Port of Andrej Karpathy's minbpe to Rust.
Create a Rust application crate with cargo,
$> cargo new minbpe-test
In the resulting project, add minbpe to Cargo.toml,
[dependencies]
minbpe = "0.1.0"Refer crates.io for selecting the latest version. Next in src/main.rs,
use std::path::Path;
use minbpe::{BasicTokenizer, Saveable, Tokenizer, Trainable};
fn main() {
let text = "aaabdaaabac" ;
let mut tokenizer = BasicTokenizer::new() ;
tokenizer.train( text , 256 + 3 , false ) ;
println!( "{:?}" , tokenizer.encode(text) ) ;
println!( "{:?}" , tokenizer.decode( &[258, 100, 258, 97, 99] ) ) ;
tokenizer.save( Path::new( "./" ) , "toy" ) ;
}Execute the binary with cargo run,
$> cargo run
...
Compiling minbpe-test v0.1.0 (~/minbpe-test)

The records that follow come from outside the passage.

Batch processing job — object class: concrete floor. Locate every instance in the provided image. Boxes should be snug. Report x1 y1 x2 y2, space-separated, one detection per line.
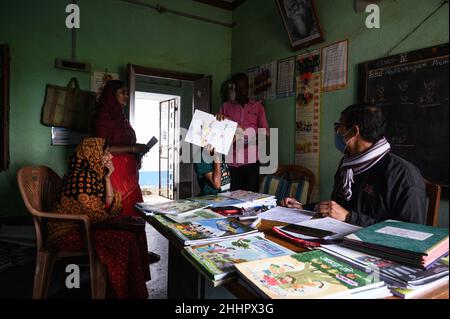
145 224 169 299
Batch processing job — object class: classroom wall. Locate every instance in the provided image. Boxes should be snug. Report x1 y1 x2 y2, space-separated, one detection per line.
0 0 232 216
231 0 448 226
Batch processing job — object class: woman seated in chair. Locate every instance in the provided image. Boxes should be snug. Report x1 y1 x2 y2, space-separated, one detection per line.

Finished dev [unoptimized + debuginfo] target(s) in 15.71s
Running `target/debug/minbpe-test`
[258, 100, 258, 97, 99]
"aaabdaaabac"
Licensed under either of
- Apache License, Version 2.0 (LICENSE-APACHE or http://www.apache.org/licenses/LICENSE-2.0)
- MIT license (LICENSE-MIT or http://opensource.org/licenses/MIT)
at your option.
Unless you explicitly state otherwise, any contribution intentionally submitted for inclusion in the work by you, as defined in the Apache-2.0 license, shall be dual licensed as above, without any additional terms or conditions.